The trend went for a while and the delivery was successful. Today, the two ‘couples’ are proud parents of Travies Baraka. Indeed, he is a blessing.  The child is taken care of by Mercy’s parents, but this will just be for a short time, they plan to settle in a place and formally exchange the rings-a sweet revenge to the monotony of impunitive abortion, indeed
‘BE DIFFERENT’ CAMPAIGN
The two couples have initiated an ambitious project of walking to Clubs and Societies within Kenyatta University to campaign and advice against abortion.’ The first time, we went to a club, as a couple, people were so shocked, they never believed such things could happen in campus, but they came to like us, some have joined the campaign. My husband(in reference to Cyprian), normally tells them what he learnt from the whole thing and advices the guys to be ‘men enough’ by being responsible, this part normally live many people challenged a lot.’ Mercy explains.
‘When our son, Baraka, turns three, we shall walk with him to campuses and colleges to explain why ‘we must be different’, for now we are majorly in Kenyatta University, but of course, we shall spread our wings. You can’t imagine the blessings which come with being responsible. Can you imagine I would be a proud father of a dead baby should we have opted for abortion, do you think I would be happier?’He quips as he looks straight at our eyes. Cyprian shows an ambitious face of defiance to the ‘norms’ and a breakthrough from the immorality which our colleges are associated with.
MY ADVICE, TO YOU
‘My brothers and sisters, it is sad, very sad indeed to commit abortion.
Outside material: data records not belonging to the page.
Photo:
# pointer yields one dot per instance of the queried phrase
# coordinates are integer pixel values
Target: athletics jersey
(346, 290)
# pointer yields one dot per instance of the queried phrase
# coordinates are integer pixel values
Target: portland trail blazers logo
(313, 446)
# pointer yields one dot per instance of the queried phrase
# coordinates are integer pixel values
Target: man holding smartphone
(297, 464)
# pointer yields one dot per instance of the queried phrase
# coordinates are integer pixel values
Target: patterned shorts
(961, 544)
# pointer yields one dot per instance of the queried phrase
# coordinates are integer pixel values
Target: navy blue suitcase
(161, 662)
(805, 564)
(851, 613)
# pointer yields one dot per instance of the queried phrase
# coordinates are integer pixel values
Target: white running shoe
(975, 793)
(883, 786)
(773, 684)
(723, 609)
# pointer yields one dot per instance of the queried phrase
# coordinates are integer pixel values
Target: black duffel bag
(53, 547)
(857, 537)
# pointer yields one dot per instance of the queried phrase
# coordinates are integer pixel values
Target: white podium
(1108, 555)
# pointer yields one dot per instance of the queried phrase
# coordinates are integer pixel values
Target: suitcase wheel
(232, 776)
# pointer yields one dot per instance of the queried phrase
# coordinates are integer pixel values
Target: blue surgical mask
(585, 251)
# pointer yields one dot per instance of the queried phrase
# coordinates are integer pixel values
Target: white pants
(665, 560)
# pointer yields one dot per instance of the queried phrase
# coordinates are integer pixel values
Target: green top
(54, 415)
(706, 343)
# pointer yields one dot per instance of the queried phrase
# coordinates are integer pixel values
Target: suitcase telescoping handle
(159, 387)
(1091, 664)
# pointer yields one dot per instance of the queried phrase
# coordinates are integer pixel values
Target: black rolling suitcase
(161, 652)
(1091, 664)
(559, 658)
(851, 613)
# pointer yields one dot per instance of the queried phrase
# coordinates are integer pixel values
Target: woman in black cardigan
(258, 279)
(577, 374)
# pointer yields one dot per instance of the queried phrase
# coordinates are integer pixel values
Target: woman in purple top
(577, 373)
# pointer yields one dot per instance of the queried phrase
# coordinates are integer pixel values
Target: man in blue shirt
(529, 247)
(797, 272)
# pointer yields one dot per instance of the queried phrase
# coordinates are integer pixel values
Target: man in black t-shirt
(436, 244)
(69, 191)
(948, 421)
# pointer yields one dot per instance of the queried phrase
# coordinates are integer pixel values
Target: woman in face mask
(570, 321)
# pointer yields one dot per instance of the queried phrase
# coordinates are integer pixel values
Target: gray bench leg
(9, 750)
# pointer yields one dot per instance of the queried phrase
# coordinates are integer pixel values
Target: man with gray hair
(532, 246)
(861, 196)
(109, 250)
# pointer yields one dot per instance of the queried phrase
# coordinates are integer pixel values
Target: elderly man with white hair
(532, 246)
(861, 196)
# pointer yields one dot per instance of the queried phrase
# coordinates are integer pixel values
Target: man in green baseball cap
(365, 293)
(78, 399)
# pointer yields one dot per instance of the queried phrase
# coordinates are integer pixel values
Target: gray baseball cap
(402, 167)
You will probably imagine where you would be if you were aborted. Should the ‘accident’ happen, please be forgiven for contemplating abortion as an option. Campus has a lot to offer, both good and bad in equal measure; we must choose the noble and sieve the rest. That is my word for you’ Cyprian concludes as he turns to his photo album to check some of the photos of the young family. Perhaps, our campuses have developed a new crop of responsible students. Should this trend continue, our institutions will be sane again
At the end of the interview, we are not able to see Baraka, but the smiles from the would be ‘academic couples’ shows a great hope and a promise of optimism to the child. The baby, probably, had to survive the disastrous thought of abortion so as to tell the story with the parents in their planned ‘campus tours’. Indeed, abortion should not be an option when it comes to campus relationships-responsibility should be the priority.